The four-day strike kicked off on Monday, after 81% of GO Transit workers voted to reject a contract offer presented by Metrolinx on Sunday. One of the grievances with the offer was that it failed to include language that would protect GO Transit jobs from being contracted out to outside companies, leaving non-union positions to be filled by inexperienced workers and compromising worker safety.

The latest contract, presented to ATU Local 1587 on Thursday, includes the aforementioned language and ensures that experienced and highly-trained workers will remain in GO Transit jobs. In addition, ATU Local and Metrolinx have come to an agreement that the wage cap under Bill 124 — it states that salary increases are limited to 1% for each 12-month period for all public employees — will be re-opened if the Bill is reversed.

“The privatization of our most vital services like public transit is wrong,” said ATU International President John Costa in a press release Thursday. “These private companies win contracts with false promises of saving money and improving service, but end up slashing workers’ wages and cutting service, leaving riders behind.”

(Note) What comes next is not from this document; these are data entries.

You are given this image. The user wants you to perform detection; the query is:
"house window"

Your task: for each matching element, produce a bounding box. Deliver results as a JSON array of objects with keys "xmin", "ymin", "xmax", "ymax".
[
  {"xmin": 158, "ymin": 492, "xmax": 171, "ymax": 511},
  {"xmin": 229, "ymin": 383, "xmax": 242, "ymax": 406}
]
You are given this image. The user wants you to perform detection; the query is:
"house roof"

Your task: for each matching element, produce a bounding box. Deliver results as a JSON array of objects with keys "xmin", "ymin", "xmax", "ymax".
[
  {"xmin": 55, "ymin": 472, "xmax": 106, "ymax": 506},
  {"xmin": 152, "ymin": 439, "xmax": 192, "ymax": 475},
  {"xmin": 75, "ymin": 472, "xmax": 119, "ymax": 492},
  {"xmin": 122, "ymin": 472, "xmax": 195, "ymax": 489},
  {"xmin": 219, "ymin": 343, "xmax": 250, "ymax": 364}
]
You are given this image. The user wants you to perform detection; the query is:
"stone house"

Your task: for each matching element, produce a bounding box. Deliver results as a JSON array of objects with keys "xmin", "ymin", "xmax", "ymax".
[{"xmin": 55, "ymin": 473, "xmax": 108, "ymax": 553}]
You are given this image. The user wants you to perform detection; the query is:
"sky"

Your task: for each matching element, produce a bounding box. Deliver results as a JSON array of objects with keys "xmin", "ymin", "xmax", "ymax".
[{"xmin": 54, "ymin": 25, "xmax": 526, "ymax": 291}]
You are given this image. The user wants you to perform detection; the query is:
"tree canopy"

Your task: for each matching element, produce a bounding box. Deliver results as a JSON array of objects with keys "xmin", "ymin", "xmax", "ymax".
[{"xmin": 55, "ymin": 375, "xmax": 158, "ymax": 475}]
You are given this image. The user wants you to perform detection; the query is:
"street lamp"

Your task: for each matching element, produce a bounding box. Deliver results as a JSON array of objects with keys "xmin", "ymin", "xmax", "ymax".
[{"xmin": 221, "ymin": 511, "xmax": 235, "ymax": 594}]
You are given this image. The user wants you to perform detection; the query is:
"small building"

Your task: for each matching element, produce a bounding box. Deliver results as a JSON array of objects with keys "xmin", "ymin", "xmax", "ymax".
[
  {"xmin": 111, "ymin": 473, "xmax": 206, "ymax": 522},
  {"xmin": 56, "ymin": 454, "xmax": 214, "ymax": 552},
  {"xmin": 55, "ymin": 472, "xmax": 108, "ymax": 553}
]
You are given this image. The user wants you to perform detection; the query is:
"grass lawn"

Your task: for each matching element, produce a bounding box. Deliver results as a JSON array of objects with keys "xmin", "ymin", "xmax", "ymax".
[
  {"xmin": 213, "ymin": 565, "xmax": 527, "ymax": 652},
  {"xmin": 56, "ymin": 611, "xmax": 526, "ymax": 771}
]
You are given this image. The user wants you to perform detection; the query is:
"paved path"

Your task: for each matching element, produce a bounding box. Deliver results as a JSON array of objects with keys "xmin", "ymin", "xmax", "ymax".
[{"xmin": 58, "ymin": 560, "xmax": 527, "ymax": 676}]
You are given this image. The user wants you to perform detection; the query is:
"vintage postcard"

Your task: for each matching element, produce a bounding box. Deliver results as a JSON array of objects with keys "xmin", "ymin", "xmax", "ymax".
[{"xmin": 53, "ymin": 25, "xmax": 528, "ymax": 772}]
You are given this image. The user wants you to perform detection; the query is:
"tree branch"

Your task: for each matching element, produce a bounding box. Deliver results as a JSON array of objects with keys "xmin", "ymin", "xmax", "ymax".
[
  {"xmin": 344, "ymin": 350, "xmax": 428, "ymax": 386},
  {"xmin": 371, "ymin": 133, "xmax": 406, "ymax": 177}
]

Confirmation that the GO Transit strike is ending comes just three days after the Ford government reached an understanding with the Canadian Union of Public Employees (CUPE). CUPE members — 55,000 caretakers, education assistants, and other school support workers — walked off the job last Friday in opposition to Bill 28, which suspended their right to strike. On Monday, Ford repealed the Bill in its entirety, and education workers have since returned to their jobs. On Tuesday, Ford presented an “improved offer” to CUPE, which has since been rejected by the union.